Knowledge Base entry

How do you choose the right post type for your goal?

A practical answer page built from the knowledge base source.

Choosing the right post type begins with identifying what outcome you want from the submission. If your goal is discussion — gathering opinions, asking for advice, sharing a personal experience, or exploring a topic in depth — a text post is almost always the best choice. Text posts signal that you want conversation, and they give readers the context they need to reply meaningfully. Communities built around advice, support, and debate almost universally prefer text. If you want to share information from another website, such as a news article, scientific paper, or a product announcement, a link post is the appropriate format. Link posts let the original source speak for itself and avoid accusations of plagiarizing or poorly paraphrasing external material.

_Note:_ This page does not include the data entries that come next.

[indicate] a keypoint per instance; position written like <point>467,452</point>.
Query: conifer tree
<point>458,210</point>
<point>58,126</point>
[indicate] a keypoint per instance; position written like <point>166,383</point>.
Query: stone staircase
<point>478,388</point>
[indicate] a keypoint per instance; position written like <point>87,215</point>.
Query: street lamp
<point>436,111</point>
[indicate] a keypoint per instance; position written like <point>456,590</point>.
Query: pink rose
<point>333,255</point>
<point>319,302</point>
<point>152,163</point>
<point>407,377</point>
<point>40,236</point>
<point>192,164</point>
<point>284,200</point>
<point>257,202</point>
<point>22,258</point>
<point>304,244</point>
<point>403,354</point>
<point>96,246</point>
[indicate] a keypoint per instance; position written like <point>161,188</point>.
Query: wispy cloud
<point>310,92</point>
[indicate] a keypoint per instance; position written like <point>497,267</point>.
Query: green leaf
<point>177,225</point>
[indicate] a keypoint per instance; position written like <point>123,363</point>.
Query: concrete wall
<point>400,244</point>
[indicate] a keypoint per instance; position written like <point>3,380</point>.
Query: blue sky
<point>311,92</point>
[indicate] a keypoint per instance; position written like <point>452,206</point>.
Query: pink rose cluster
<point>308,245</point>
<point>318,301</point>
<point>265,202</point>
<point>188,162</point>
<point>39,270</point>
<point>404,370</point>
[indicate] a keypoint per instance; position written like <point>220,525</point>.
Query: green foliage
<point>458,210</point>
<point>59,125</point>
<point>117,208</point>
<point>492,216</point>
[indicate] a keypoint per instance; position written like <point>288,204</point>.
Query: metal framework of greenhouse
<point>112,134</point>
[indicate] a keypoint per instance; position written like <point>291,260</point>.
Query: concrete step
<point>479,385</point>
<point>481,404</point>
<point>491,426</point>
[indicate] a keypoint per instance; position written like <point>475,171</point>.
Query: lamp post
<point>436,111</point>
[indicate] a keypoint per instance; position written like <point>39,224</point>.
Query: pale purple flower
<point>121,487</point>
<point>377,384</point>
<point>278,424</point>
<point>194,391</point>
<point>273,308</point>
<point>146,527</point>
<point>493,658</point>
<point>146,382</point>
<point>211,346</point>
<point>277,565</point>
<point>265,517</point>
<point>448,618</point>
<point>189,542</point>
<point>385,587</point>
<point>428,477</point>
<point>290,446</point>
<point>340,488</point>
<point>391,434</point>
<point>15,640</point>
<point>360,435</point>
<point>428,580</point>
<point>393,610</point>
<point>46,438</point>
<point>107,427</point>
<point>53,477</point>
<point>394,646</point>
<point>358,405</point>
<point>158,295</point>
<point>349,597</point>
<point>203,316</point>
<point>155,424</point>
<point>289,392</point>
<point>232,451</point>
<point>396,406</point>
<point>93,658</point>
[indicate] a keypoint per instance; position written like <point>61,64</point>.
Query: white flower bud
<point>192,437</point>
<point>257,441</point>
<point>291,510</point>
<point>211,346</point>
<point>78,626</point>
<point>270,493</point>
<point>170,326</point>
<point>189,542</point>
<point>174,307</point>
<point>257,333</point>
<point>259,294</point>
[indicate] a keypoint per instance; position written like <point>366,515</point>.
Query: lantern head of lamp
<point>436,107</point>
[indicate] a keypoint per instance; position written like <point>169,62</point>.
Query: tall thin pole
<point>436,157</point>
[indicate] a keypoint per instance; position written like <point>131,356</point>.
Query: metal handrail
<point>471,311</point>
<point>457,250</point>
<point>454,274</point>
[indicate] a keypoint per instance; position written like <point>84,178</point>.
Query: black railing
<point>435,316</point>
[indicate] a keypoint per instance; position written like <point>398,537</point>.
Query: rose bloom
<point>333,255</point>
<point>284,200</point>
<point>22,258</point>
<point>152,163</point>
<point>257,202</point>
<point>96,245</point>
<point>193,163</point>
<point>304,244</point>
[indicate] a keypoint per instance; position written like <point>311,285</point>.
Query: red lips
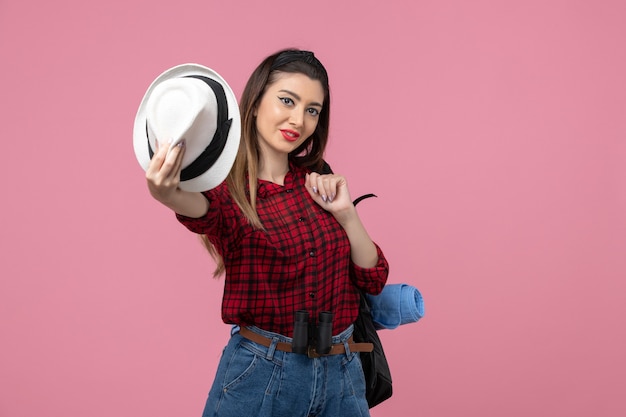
<point>290,135</point>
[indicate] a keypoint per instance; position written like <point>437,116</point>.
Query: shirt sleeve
<point>371,280</point>
<point>207,224</point>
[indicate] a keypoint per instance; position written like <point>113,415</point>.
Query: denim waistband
<point>340,338</point>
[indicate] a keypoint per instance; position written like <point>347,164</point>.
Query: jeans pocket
<point>240,366</point>
<point>354,379</point>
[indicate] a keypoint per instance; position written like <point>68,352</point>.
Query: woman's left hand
<point>331,193</point>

However, be aware that many advice and discussion communities explicitly ban link posts because they tend to generate less engaged conversation. When the content is primarily visual — a photograph you took, a piece of art you created, a screenshot of something interesting — an image post or gallery post is the natural fit. Gallery posts are especially valuable when the story you want to tell spans multiple images, such as a before-and-after renovation or a step-by-step tutorial. Using a text post to describe images you could simply show is a missed opportunity. Polls work best when you want a quick numerical result rather than an open-ended discussion. If you genuinely want to know which option most people prefer and a simple count is sufficient, a poll delivers that efficiently. However, if you want to understand the reasoning behind people's preferences, an open text question will yield richer responses. Video posts are best when motion or audio is essential to the content — a cooking technique, a musical performance, or a funny clip where the visual element is the entire point. Matching post type to content type is one of the simplest ways to improve engagement before you even write a title.